Fifteen Saudi Shia sentenced to death for 'spying for Iran'
A court in Saudi Arabia has sentenced 15 people to death for spying for Iran and handed 15 others prison terms ranging from six months to 25 years.
They were among 32 men - comprising 30 members of the kingdom's Shia Muslim minority, an Iranian national and an Afghan - put on trial in February.
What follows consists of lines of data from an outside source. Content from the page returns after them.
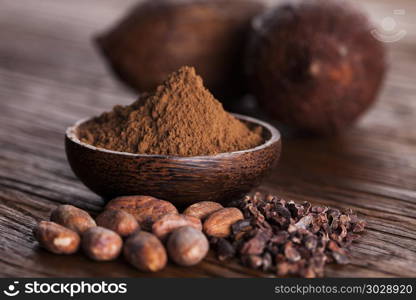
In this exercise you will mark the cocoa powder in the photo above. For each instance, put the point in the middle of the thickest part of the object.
(181, 117)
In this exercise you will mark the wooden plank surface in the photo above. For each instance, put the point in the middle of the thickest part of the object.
(51, 76)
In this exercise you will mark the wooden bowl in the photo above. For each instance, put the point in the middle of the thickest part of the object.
(181, 180)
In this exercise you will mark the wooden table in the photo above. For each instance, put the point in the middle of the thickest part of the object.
(51, 76)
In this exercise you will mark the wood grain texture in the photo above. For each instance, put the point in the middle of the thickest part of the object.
(51, 76)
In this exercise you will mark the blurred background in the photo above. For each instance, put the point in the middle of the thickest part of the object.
(52, 75)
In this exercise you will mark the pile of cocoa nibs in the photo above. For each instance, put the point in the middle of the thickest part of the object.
(287, 238)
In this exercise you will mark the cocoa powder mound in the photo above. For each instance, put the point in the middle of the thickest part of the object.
(181, 117)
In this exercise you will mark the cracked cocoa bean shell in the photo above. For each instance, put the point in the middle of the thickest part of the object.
(158, 37)
(145, 209)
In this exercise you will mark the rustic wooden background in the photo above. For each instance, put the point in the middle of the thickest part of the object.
(51, 76)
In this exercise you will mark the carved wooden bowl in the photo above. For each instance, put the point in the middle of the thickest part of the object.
(181, 180)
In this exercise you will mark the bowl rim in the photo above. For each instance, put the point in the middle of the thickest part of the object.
(275, 136)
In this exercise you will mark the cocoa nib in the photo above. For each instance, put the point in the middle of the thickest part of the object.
(288, 238)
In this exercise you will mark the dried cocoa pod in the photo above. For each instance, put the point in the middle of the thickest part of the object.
(73, 218)
(119, 221)
(144, 251)
(187, 246)
(145, 209)
(202, 209)
(56, 238)
(166, 224)
(219, 223)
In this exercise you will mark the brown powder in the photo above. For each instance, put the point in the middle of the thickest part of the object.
(179, 118)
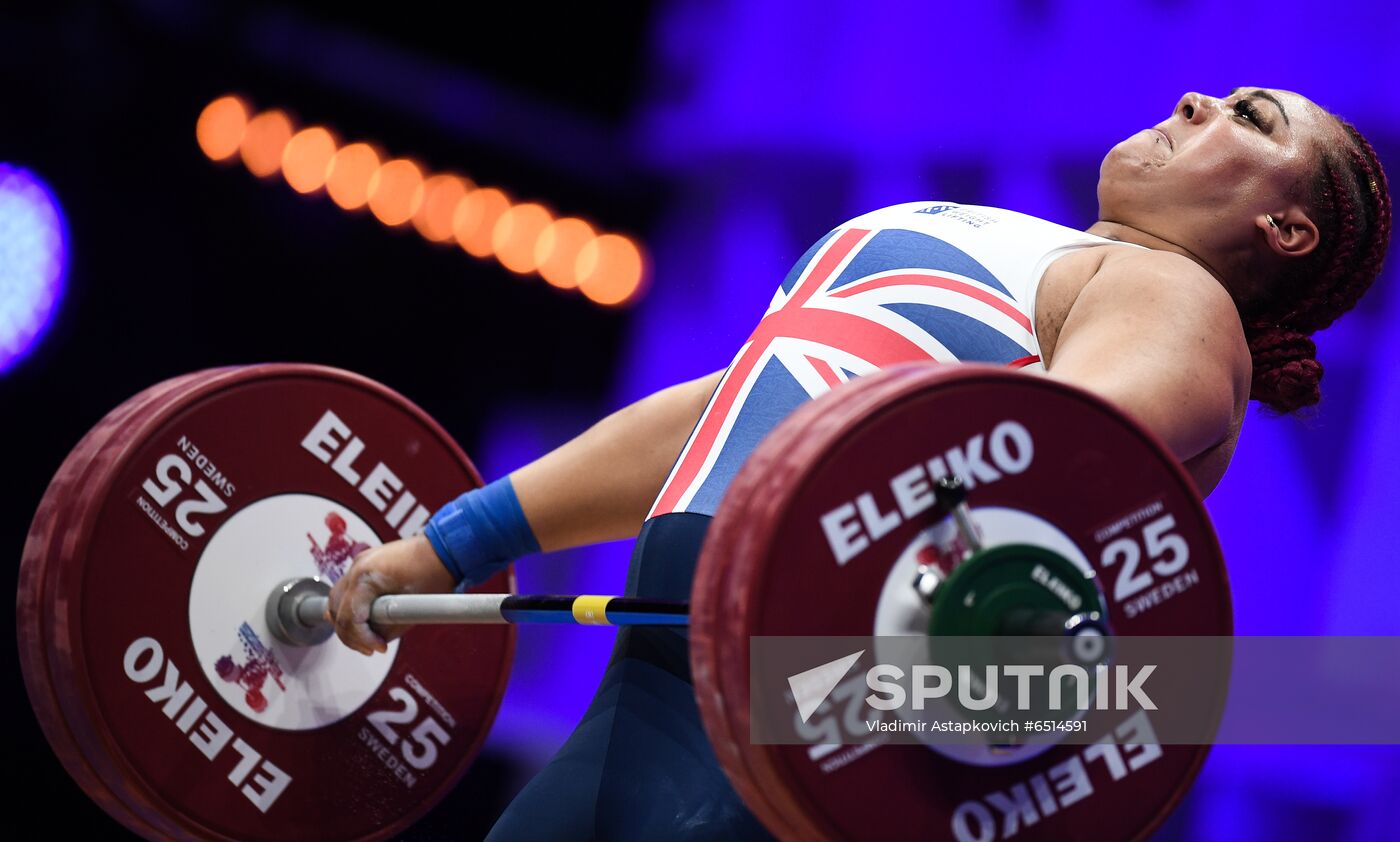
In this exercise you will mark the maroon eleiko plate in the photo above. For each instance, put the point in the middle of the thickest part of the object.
(161, 671)
(1092, 477)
Prosecutors accused them of treason, setting up a spy ring, and passing on sensitive data on military zones.
Tensions between Saudi Arabia and Iran have escalated in the past year.
Sunni-ruled Saudi Arabia broke off diplomatic relations with Shia-led Iran in January following the storming of its embassy in Tehran by protesters angered by the execution of the prominent Saudi Shia cleric, Sheikh Nimr al-Nimr.
Saudi officials insisted Nimr was guilty of terrorism offences, but Iran's supreme leader said he had been executed solely for his criticism of the Sunni monarchy.
The regional powers also back opposing sides in the wars in Syria and Yemen.
Amnesty International said the trial of the 32 men was "grossly unfair".
Taha al-Hajji, a lawyer who represented most of the defendants, told the human rights group that his clients were detained between 2013 and 2014 without an arrest warrant and held for almost three months in secret.
Some told the court they were threatened with solitary confinement and that they would be banned from having contact with their families if they did not sign "confession" documents.
After nearly three years in custody without charge or trial, the defendants were brought before the secretive Specialised Criminal Court in Riyadh in February, where they were handed a list of charges that was almost 100 pages long. Some met their lawyers for the first time, Mr Hajji said.
Several of the lawyers subsequently complained that they were not allowed to visit their clients, view evidence, and prepare their defences adequately.